WARNING: The following article contains spoilers for Captain Marvel, in theaters now.
For decades, Stan Lee has graced virtually every Marvel superhero's big screen outings with a cameo of varying importance. Outside of the Marvel cinematic Universe, he might show up in a brief scene as Spider-Man swings by, deliver mail to the Fantastic Four or silently sell hot dogs on a beach in X-Men. In the MCU, though, his roles took on more heft as they went on, resulting in fan theories as to how they might actually tell their own meta-story.

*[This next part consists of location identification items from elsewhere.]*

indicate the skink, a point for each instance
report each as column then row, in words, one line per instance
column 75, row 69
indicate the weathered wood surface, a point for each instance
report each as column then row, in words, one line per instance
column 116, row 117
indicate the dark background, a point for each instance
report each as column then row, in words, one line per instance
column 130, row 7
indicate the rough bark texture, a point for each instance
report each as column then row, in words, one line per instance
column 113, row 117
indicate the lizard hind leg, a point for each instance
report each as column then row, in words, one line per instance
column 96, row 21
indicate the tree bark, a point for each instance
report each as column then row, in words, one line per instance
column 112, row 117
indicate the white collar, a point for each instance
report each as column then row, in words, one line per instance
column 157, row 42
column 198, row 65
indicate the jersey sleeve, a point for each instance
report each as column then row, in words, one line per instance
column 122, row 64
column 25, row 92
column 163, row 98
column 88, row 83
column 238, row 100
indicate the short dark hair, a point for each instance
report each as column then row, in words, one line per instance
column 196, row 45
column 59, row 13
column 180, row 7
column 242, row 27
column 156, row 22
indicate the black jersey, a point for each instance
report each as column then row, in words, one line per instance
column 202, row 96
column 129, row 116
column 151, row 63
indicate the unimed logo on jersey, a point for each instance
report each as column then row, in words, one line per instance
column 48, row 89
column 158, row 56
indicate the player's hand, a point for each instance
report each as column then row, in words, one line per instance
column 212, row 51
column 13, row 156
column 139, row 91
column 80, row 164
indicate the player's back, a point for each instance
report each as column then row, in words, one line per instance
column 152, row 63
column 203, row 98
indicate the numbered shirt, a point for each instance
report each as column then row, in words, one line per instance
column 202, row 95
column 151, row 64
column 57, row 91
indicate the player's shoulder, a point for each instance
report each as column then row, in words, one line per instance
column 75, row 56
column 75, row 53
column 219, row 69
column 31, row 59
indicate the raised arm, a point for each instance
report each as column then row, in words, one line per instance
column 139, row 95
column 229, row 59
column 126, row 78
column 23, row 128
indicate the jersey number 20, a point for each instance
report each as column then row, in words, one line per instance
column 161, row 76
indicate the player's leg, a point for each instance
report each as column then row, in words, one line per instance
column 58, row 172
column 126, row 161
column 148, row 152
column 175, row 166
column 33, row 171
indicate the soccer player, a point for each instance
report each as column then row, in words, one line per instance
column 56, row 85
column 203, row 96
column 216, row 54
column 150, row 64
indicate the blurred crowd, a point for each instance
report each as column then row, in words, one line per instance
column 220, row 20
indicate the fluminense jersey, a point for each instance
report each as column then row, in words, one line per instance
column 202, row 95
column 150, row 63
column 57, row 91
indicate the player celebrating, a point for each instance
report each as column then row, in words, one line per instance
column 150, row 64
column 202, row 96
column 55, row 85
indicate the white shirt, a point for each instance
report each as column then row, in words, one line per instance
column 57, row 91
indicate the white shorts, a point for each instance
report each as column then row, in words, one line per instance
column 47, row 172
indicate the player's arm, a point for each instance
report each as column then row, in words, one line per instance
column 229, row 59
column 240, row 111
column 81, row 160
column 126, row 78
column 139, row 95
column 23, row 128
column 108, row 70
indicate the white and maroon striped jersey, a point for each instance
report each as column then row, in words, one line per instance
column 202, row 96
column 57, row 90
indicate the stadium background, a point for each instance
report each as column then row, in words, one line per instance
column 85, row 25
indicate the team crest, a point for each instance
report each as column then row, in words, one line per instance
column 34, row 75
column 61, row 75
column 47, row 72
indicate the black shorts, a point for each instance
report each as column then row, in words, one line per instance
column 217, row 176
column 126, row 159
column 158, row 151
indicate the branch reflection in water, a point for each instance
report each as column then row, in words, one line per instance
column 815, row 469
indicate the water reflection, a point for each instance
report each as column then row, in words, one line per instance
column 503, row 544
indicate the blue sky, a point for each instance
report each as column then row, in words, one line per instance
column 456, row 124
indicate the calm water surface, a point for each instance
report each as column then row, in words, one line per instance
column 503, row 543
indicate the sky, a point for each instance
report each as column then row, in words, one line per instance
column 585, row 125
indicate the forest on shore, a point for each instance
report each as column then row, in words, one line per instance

Lee's Captain Marvel cameo, one the the last filmed before his death in 2018, provides us with his most intriguing appearance to date and leaves us questioning exactly who -- or what -- he really is in the MCU. It's a meta moment that breaks the fourth wall in order to truly fashion the comic book legend as a man, yes, but at the same time, something more.
In Brie Larson's debut outing as Carol Danvers, when she's hunting Skrulls on Earth, she ends up on a train trying to suss out who's human and who's a shapeshifter. As she does this, she spots Stan reading the script to Kevin Smith's Mallrats -- the mid-90s comedy where Lee made a cameo and offered sage advice on love and life to Jason Lee's Brodie Bruce. This isn't Stan appearing as a strip club DJ like in 2016's Deadpool, or as a talk show host in 2008's Iron Man. This is Stan Lee appearing as, well, himself.
So, what does it mean? Is Stan, in fact, a universe-traveling observer who jumps into comic book movies and assumes various roles? This theory first took root thanks to Guardians of the Galaxy Vol. 2, where the post-credits depicted Stan as an old man from Earth sharing various stories with the Watchers. In fact, many believed Stan was actually a Watcher who just appeared in all these movies as different people, documenting superhero adventures in his mind. Now, it appears that his real identity is Stan Lee, and not some fictional character created for the films.
He's playing himself as he traverses different movies, observing, gathering intel, and then being a talkative informant for the Watchers. It's no wonder he hasn't aged significantly since his cameo in Captain America: The First Avenger, the first MCU movie on the timeline, where he was depicted as a General in 1943 when Chris Evans' Steve Rogers went off into battle.
Subsequently, we'd see him as a truck driver in 2011's Thor trying to pry Mjolnir from the ground in New Mexico, in 2012's The Avengers commenting on Earth's Mightiest Heroes being a hoax on TV, to 2014's Guardians of the Galaxy when he was on Xandar trying to romance a lady, and even as a barber on Sakaar, in 2017's Thor: Ragnarok.
Basically, just like the stories and characters he helped create, Stan is immortal in the MCU. He appears everywhere and anywhere, and as he takes note of what's transpiring, he also manages to leave some joy in the lives of the audience who'll remember him and his contributions to comics forever.
Directed by Anna Boden and Ryan Fleck from a script they wrote with Liz Flahive, Carly Mensch, Meg LeFauve, Nicole Perlman and Geneva Robertson-Dworet, Captain Marvel stars Brie Larson as Carol Danvers, Samuel L. Jackson as Nick Fury, Jude Law as the commander of Starforce, Clark Gregg as Phil Coulson, Lee Pace as Ronan the Accuser, Djimon Hounsou as Korath the Pursuer, Gemma Chan as Minn-Erva, Ben Mendelsohn as Talos, Lashana Lynch as Maria Rambeau, Algenis Perez Soto as Att-Lass, McKenna Grace as a young Carol Danvers and Annette Bening as the Supreme Intelligence.